In my last blog post I mentioned the yummy scalloped potatoes we had for Thanksgiving. I did not make these Gluten Free as I just didn’t think about it since there were only 3 tablespoons of flour in the recipe. But it would be quiet easy to substitute in corn starch as the thickener and leave the flour out. Next time I make these I’m going to try that and I’ll let you know how it goes.
I found the recipe on food.com by searching for Scalloped Potatoes (click here for the recipe).

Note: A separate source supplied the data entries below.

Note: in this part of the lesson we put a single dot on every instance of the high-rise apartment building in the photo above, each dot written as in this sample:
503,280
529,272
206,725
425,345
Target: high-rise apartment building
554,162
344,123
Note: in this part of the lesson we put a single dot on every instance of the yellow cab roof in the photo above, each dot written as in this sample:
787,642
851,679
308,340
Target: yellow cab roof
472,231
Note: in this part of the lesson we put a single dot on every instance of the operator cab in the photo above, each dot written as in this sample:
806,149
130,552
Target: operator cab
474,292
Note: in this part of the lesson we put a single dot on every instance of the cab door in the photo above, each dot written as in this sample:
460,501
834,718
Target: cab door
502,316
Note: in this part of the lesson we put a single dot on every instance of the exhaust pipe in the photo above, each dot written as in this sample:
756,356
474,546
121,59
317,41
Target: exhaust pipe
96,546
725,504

Please note that I have a sensitivity to milk so I used Kalona SuperNatural milk. I’ve found that I don’t have any reactions to it. We also use their butter as well. Veggie hubby has a sensitivity to cheese so we only use organic raw milk cheese we get from Whole Foods or Beyond Organic.
I have to say these were the best Scalloped Potatoes I’ve ever had!

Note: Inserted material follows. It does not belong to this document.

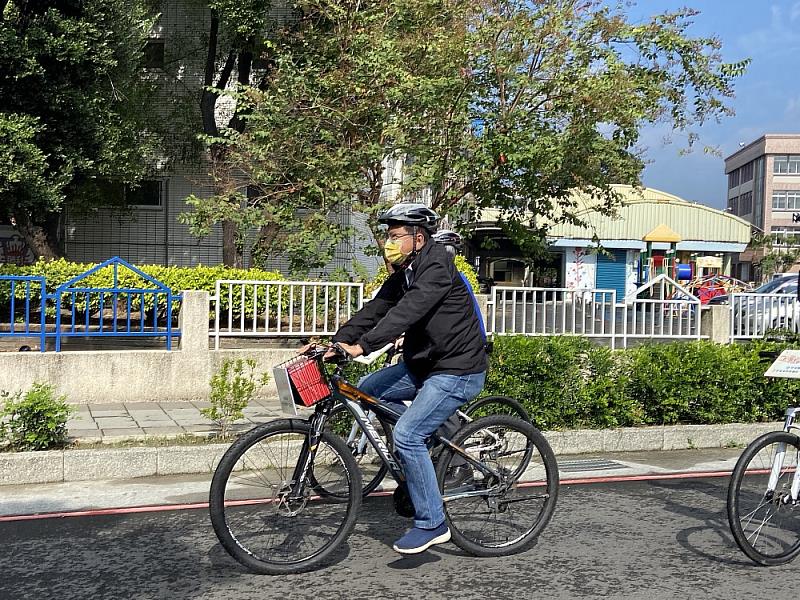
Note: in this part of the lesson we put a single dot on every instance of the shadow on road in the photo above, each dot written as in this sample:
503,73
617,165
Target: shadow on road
710,512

The recipe below is copied from here.
- 4 cups thinly sliced potatoes ( I used 5 medium Yukon Potatoes)
3 tablespoons butter
3 tablespoons flour
1 1/2 cups milk
1 teaspoon salt
1 dash cayenne pepper
1 cup grated sharp cheddar cheese
1/2 cup grated cheese, to sprinkle on top
In a small sauce pan, melt butter and blend in flour.
Let sit for a minute.
Add all of cold milk, stirring with a whisk.
Season with salt and cayenne.
Cook sauce on low until smooth and boiling, stirring occasionally with a whisk.
Reduce heat and stir in cheese.
Place a half of the sliced potatoes in a lightly greased one quart casserole dish.
Pour half of cheese sauce over potatoes.
Repeat with second layer of potatoes and cheese sauce.
Sprinkle the remaining cheese on top.
Top with some paprika for color.
Bake uncovered for about 1 hour at 350°F.